There are at least six answers to this question:
- The "missing link" of the Toyota Production System. The A3 process is an integral component of hoshin kanri, or policy deployment. Hoshin kanri (or "hoshin" for short, is the "missing link" (as it were) of the Toyota Production System. As I have stated in previous blogs, hoshin is also known as the "balanced scorecard," a derivative of hoshin kanri that supercharged the strategic planning commuity in the 1990s, but failed to set practitioners upon the Toyota Way or "path to enlightenment," organizationally speaking. Somewhere buried in Jeffrey Liker's Becoming a Lean Enterpirse, John Shook says, "Hoshin kanri is just as important as just-in-time," or words to that effect. In other words, the Toyota Production System is not about "production," it's about management. Read on.

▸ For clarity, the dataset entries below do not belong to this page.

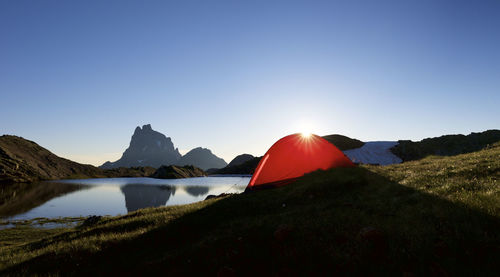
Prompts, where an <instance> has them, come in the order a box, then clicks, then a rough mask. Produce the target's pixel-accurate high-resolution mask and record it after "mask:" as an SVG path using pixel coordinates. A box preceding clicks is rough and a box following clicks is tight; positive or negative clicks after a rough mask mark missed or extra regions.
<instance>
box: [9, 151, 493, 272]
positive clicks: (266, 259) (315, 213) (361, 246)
mask: <svg viewBox="0 0 500 277" xmlns="http://www.w3.org/2000/svg"><path fill="white" fill-rule="evenodd" d="M499 155H500V144H495V145H494V146H492V147H491V148H489V149H486V150H482V151H479V152H474V153H470V154H465V155H458V156H454V157H436V156H433V157H428V158H426V159H423V160H420V161H415V162H407V163H403V164H398V165H391V166H384V167H380V166H360V167H355V168H337V169H332V170H328V171H317V172H313V173H310V174H307V175H306V176H304V177H302V178H300V179H299V180H298V181H296V182H295V183H292V184H290V185H288V186H284V187H281V188H277V189H270V190H263V191H258V192H254V193H244V194H240V195H232V196H229V197H225V198H219V199H214V200H208V201H203V202H199V203H194V204H191V205H184V206H173V207H165V208H154V209H145V210H140V211H137V212H135V213H131V214H128V215H126V216H123V217H112V218H105V219H102V220H101V221H99V222H97V223H95V224H94V225H92V226H89V227H82V228H79V229H71V230H61V231H60V233H59V234H57V235H54V236H47V235H45V233H43V232H42V231H37V230H36V229H32V230H31V231H30V230H27V229H20V230H18V231H17V232H26V234H27V235H30V236H29V237H30V239H31V240H32V239H33V237H34V236H35V235H34V234H33V233H34V232H40V235H39V236H40V238H43V239H42V240H39V241H34V242H31V243H28V244H26V245H24V244H23V243H22V242H20V241H19V239H18V237H17V236H15V235H13V232H11V231H9V230H4V231H0V238H2V240H3V241H4V242H5V243H6V244H11V245H12V246H9V247H2V248H0V268H1V269H2V270H3V271H1V272H0V273H1V274H19V275H29V274H58V273H59V274H75V275H82V276H83V275H85V276H89V275H109V274H113V275H121V274H126V275H156V274H160V273H161V274H163V275H173V276H177V275H211V276H214V275H219V276H225V275H236V276H255V275H260V276H290V275H292V276H293V275H297V276H310V275H326V276H332V275H341V276H353V275H354V276H367V275H384V276H472V275H474V276H498V274H499V273H500V265H499V264H498V258H499V257H500V247H499V245H500V233H499V232H498V230H499V228H500V188H499V187H498V184H497V182H498V179H499V178H500V160H499V159H498V156H499Z"/></svg>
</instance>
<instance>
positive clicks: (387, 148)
mask: <svg viewBox="0 0 500 277" xmlns="http://www.w3.org/2000/svg"><path fill="white" fill-rule="evenodd" d="M397 144H398V142H397V141H370V142H367V143H365V145H363V146H362V147H360V148H356V149H351V150H346V151H344V154H346V156H347V157H349V158H350V159H351V160H352V161H353V162H355V163H364V164H379V165H389V164H398V163H402V162H403V161H402V160H401V159H400V158H399V157H398V156H396V155H394V154H393V153H392V152H391V150H389V149H391V148H392V147H394V146H396V145H397Z"/></svg>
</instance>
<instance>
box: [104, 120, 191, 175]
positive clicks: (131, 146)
mask: <svg viewBox="0 0 500 277" xmlns="http://www.w3.org/2000/svg"><path fill="white" fill-rule="evenodd" d="M180 158H181V154H180V153H179V150H178V149H177V148H174V144H173V143H172V140H171V139H170V138H169V137H166V136H165V135H164V134H162V133H159V132H157V131H154V130H153V129H152V128H151V125H150V124H147V125H144V126H142V129H141V127H139V126H138V127H137V128H136V129H135V132H134V134H133V135H132V139H131V141H130V146H129V147H128V148H127V150H125V152H124V153H123V155H122V157H121V158H120V159H119V160H117V161H116V162H106V163H104V164H103V165H102V166H101V168H104V169H109V168H117V167H132V166H151V167H155V168H158V167H160V166H162V165H170V164H176V163H177V162H178V161H179V159H180Z"/></svg>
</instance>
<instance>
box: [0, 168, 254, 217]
mask: <svg viewBox="0 0 500 277" xmlns="http://www.w3.org/2000/svg"><path fill="white" fill-rule="evenodd" d="M249 180H250V177H248V176H228V177H226V176H224V177H197V178H185V179H153V178H141V177H140V178H102V179H83V180H59V181H53V182H40V183H36V184H15V185H12V186H3V187H1V188H0V221H4V220H27V219H34V218H39V217H42V218H58V217H80V216H84V217H85V216H90V215H103V216H104V215H111V216H115V215H123V214H126V213H128V212H133V211H137V210H139V209H143V208H150V207H161V206H171V205H182V204H189V203H193V202H197V201H202V200H204V199H205V198H206V196H207V195H208V194H213V195H218V194H221V193H240V192H242V191H244V190H245V187H246V185H247V184H248V182H249Z"/></svg>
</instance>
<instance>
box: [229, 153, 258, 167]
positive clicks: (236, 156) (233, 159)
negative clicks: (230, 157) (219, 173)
mask: <svg viewBox="0 0 500 277" xmlns="http://www.w3.org/2000/svg"><path fill="white" fill-rule="evenodd" d="M253 158H255V157H254V156H252V155H250V154H241V155H238V156H236V157H235V158H234V159H233V160H232V161H231V162H230V163H229V164H228V165H227V167H232V166H237V165H240V164H242V163H244V162H247V161H249V160H251V159H253Z"/></svg>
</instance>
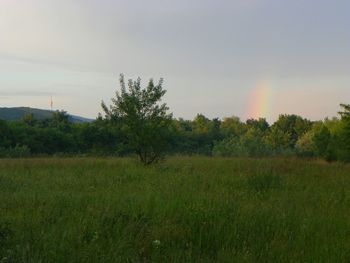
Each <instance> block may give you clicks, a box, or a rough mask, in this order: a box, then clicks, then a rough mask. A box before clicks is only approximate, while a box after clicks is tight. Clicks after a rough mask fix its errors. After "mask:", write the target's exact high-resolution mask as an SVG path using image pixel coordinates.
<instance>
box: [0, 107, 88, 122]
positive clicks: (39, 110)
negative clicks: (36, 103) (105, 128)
mask: <svg viewBox="0 0 350 263" xmlns="http://www.w3.org/2000/svg"><path fill="white" fill-rule="evenodd" d="M53 112H54V111H50V110H42V109H35V108H29V107H14V108H1V107H0V119H2V120H7V121H15V120H21V119H22V118H23V117H24V116H25V115H27V114H30V113H32V114H33V115H34V118H35V119H39V120H42V119H50V118H51V117H52V113H53ZM68 115H69V120H70V121H71V122H75V123H76V122H91V121H93V119H88V118H84V117H80V116H75V115H70V114H68Z"/></svg>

- A scientific process of discovery. The A3 process is based upon the scientific logic of plan do check act (PDCA). The layout of every A3 document reflects the PDCA structure of the Deming Cycle. A3 users, assuming they are properly trained, act as scientists as they design (plan), execute (do), and validate (check) experiments, and then publish their results (act) in the form of new, improved standard work (i.e., replicable step-by-step procedures and methodologies).
- A quasi-legal process of agreement. The A3 process is a negotiation--called "catchball"--leading to what lawyers call a "meeting of the minds," the basis of all valid contracts. In his epic book, The Toyota Way, Professor Jeffrey Liker teaches us (Principle #13) that Toyota makes decision slowly by consensus, and then executes quickly. This is "nimawashi" or "root binding," and the A3 is at the heart of it. Another word for "nimawashi" might be "alignment."

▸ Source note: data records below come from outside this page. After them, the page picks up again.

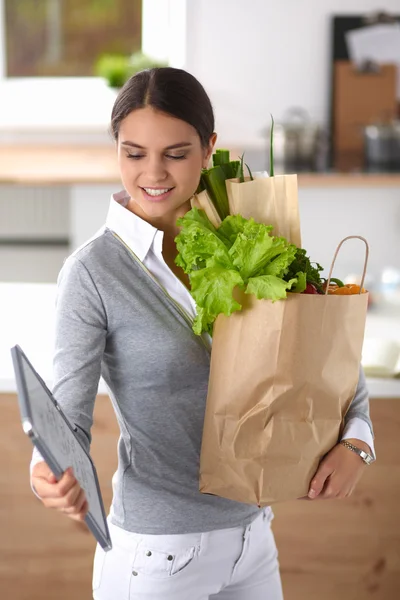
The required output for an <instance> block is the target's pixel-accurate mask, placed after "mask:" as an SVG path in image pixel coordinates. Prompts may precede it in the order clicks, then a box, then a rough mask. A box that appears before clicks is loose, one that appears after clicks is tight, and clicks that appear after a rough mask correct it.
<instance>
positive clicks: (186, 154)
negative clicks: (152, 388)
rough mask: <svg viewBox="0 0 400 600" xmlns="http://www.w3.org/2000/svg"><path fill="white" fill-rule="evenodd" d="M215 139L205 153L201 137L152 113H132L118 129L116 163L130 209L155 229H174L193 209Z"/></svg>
mask: <svg viewBox="0 0 400 600" xmlns="http://www.w3.org/2000/svg"><path fill="white" fill-rule="evenodd" d="M215 139H216V136H215V135H213V136H212V137H211V139H210V144H209V147H208V148H207V149H205V148H203V147H202V145H201V142H200V137H199V135H198V133H197V131H196V130H195V129H194V127H192V126H191V125H189V124H188V123H186V122H185V121H181V120H180V119H176V118H174V117H172V116H170V115H167V114H165V113H162V112H159V111H156V110H154V109H153V108H151V107H146V108H141V109H138V110H134V111H133V112H131V113H130V114H129V115H128V116H127V117H126V118H125V119H124V120H123V121H122V122H121V124H120V129H119V135H118V162H119V167H120V172H121V178H122V183H123V185H124V188H125V189H126V191H127V192H128V194H129V195H130V198H131V200H130V203H129V205H128V208H129V209H130V210H132V211H133V212H135V213H136V214H138V215H139V216H141V217H142V218H144V219H146V220H147V221H150V222H154V223H155V224H161V223H165V224H174V223H175V222H176V218H178V217H179V216H181V215H183V214H185V212H187V210H188V209H189V208H190V206H189V203H188V201H189V200H190V198H191V197H192V196H193V194H194V192H195V191H196V189H197V186H198V184H199V179H200V173H201V169H202V168H205V167H206V166H207V164H208V161H209V158H210V156H211V153H212V150H213V146H214V144H215Z"/></svg>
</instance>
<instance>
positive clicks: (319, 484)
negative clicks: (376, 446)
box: [307, 439, 371, 500]
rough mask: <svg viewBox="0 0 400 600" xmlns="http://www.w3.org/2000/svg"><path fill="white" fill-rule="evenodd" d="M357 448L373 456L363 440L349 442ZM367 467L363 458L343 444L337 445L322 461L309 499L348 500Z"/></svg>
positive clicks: (310, 494)
mask: <svg viewBox="0 0 400 600" xmlns="http://www.w3.org/2000/svg"><path fill="white" fill-rule="evenodd" d="M347 441H348V442H350V443H351V444H354V446H357V448H360V449H361V450H364V451H365V452H368V454H371V449H370V447H369V446H368V444H366V443H365V442H362V441H361V440H355V439H349V440H347ZM366 466H367V465H366V464H365V463H364V462H363V460H362V458H361V457H360V456H358V454H356V453H355V452H353V451H352V450H349V449H348V448H346V447H345V446H343V445H342V444H337V445H336V446H335V447H334V448H333V449H332V450H331V451H330V452H329V453H328V454H327V455H326V456H325V458H324V459H323V460H322V461H321V463H320V465H319V467H318V470H317V472H316V474H315V476H314V478H313V480H312V481H311V484H310V489H309V492H308V496H307V498H308V499H310V500H315V499H318V500H328V499H333V498H337V499H342V498H347V497H348V496H350V494H351V493H352V492H353V490H354V488H355V487H356V485H357V483H358V481H359V480H360V478H361V476H362V474H363V473H364V470H365V467H366Z"/></svg>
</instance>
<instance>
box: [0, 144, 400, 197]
mask: <svg viewBox="0 0 400 600" xmlns="http://www.w3.org/2000/svg"><path fill="white" fill-rule="evenodd" d="M119 182H120V178H119V172H118V165H117V159H116V153H115V150H114V147H113V145H112V144H111V143H110V145H104V146H98V145H97V146H94V145H93V146H78V145H76V146H49V145H46V146H37V145H32V146H29V145H25V146H22V147H21V146H12V145H8V146H0V183H11V184H21V185H74V184H102V183H104V184H114V183H119ZM299 186H300V187H303V188H309V187H314V188H315V187H318V188H319V187H380V188H383V187H400V173H393V174H390V173H348V174H347V173H329V174H323V173H301V174H300V175H299Z"/></svg>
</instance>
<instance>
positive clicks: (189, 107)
mask: <svg viewBox="0 0 400 600" xmlns="http://www.w3.org/2000/svg"><path fill="white" fill-rule="evenodd" d="M146 106H151V107H153V108H154V109H156V110H159V111H161V112H164V113H166V114H168V115H171V116H173V117H176V118H177V119H181V120H182V121H185V122H186V123H188V124H189V125H191V126H192V127H194V128H195V129H196V131H197V133H198V134H199V137H200V141H201V144H202V146H203V147H205V148H206V147H207V146H208V143H209V141H210V136H211V135H212V134H213V133H214V127H215V121H214V112H213V108H212V105H211V102H210V99H209V97H208V95H207V93H206V91H205V89H204V88H203V86H202V85H201V83H200V82H199V81H197V79H196V78H195V77H193V75H191V74H190V73H188V72H187V71H184V70H183V69H174V68H172V67H160V68H154V69H146V70H145V71H140V72H139V73H136V74H135V75H133V76H132V77H131V78H130V79H128V81H127V82H126V83H125V85H124V86H123V88H122V89H121V91H120V92H119V94H118V96H117V99H116V101H115V104H114V107H113V110H112V115H111V133H112V136H113V137H114V139H115V140H118V133H119V127H120V124H121V121H122V120H123V119H125V117H127V116H128V115H129V113H130V112H132V111H133V110H136V109H138V108H145V107H146Z"/></svg>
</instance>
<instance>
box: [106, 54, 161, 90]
mask: <svg viewBox="0 0 400 600" xmlns="http://www.w3.org/2000/svg"><path fill="white" fill-rule="evenodd" d="M165 66H167V64H166V63H164V62H161V61H157V60H155V59H154V58H152V57H151V56H148V55H146V54H143V52H141V51H140V52H135V53H134V54H132V55H131V56H124V55H121V54H102V55H101V56H100V57H99V58H98V60H97V63H96V66H95V72H96V75H98V76H99V77H104V79H106V81H107V82H108V85H109V86H110V87H115V88H120V87H122V86H123V85H124V83H125V82H126V81H127V80H128V79H129V77H131V76H132V75H134V74H135V73H138V72H139V71H143V70H145V69H151V68H154V67H165Z"/></svg>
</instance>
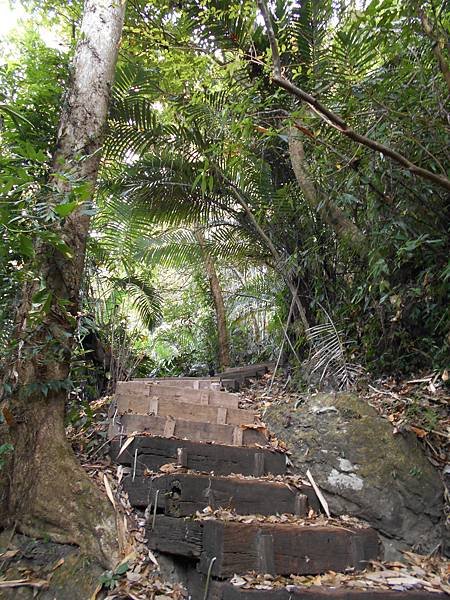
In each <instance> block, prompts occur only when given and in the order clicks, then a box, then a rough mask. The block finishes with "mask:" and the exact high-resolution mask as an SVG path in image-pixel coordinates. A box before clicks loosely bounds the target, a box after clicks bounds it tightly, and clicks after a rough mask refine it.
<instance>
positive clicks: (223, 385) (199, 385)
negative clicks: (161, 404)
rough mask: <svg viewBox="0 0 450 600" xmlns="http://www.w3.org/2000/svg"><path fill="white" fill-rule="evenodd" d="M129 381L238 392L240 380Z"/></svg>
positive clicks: (223, 377) (229, 377) (172, 379)
mask: <svg viewBox="0 0 450 600" xmlns="http://www.w3.org/2000/svg"><path fill="white" fill-rule="evenodd" d="M131 381H139V382H141V383H158V384H160V385H165V386H178V387H180V386H181V387H187V388H192V389H193V390H221V389H222V388H224V389H225V390H228V391H231V392H238V391H239V388H240V380H239V379H233V377H232V376H231V375H230V376H228V377H227V376H223V377H146V378H140V379H139V378H136V379H132V380H131Z"/></svg>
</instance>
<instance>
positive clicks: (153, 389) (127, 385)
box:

- A process of management. The A3 process is a process by which managers delegate responsibility to their subordinates and monitor their performance. When John Shook showed up for his first day of work at Toyota, he found an A3 that was for the most part blank. All it contained was an "issue statement" (which in my book Hoshin kanri for the lean enterprise I call a "problem statement"). John's job was (as he interpretted it, and he is a very smart fellow) was to solve the problem. Actually, that's only half of it. See point 5 below.
- A process of leadership development. The A3 process is a process by which leaders develop the next generation of lean thinkers. As John Shook says in Managing to Learn, "It takes two to A3." By initiating the A3 process, a manager takes on the responsbility to coach his/her subordinates in the art of lean thinking, the art of planning and executing strategy, the art of the A3. Who knew that "management" really means "helping others to take responsibility for solving their own problems"? If you have doubts, please see Steven Spear, "Learning to Lead at Toyota," Harvard Business Review (May 2004). Although Spear doesn't mention the A3, if we can trust John Shook--and we can--the A3 was there.

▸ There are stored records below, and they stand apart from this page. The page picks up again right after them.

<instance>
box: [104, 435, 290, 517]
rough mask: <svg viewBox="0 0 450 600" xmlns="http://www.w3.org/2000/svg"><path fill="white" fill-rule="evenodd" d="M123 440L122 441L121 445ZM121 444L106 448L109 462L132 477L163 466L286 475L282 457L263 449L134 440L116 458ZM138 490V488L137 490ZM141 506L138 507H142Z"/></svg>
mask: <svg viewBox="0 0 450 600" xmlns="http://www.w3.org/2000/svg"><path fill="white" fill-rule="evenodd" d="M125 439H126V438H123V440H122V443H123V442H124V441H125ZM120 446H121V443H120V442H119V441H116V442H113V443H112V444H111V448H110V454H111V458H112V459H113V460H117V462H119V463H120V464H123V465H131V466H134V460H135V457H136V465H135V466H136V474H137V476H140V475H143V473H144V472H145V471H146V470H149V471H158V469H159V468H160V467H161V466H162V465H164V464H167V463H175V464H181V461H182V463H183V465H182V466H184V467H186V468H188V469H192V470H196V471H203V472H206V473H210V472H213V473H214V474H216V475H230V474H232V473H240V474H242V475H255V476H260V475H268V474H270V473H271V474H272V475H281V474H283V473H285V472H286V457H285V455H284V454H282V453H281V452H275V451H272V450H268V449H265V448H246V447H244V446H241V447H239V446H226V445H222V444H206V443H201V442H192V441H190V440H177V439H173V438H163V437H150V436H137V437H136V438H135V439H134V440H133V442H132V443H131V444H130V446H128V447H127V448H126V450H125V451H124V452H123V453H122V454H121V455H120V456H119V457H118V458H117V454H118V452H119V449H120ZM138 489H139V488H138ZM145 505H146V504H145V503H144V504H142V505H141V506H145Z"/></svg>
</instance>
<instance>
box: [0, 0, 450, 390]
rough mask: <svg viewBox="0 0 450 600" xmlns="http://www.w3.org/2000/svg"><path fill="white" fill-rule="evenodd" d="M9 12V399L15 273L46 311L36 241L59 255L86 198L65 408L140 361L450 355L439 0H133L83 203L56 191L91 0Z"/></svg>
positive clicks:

- A programming language that enables massively parallel organizational computing. The A3 process is like a computer language that enables parallel computing by "factoring" or breaking down problems into smaller and smaller problems that can be solved by more and more managers working in parallel. This avoids decision-making "stackup" at the top of the organization, and greatly improves the adaptability of the organization as a whole. See Jeremy Hope and Robin Fraser, "Who Nieeds Budgets," Harvard Business Review (February 2003). Hope and Fraser beat me to the punch by labeling this development as "radical decentralization." It is a brillant formulation. For many years, of course, others have referred to it more simply as "empowerment."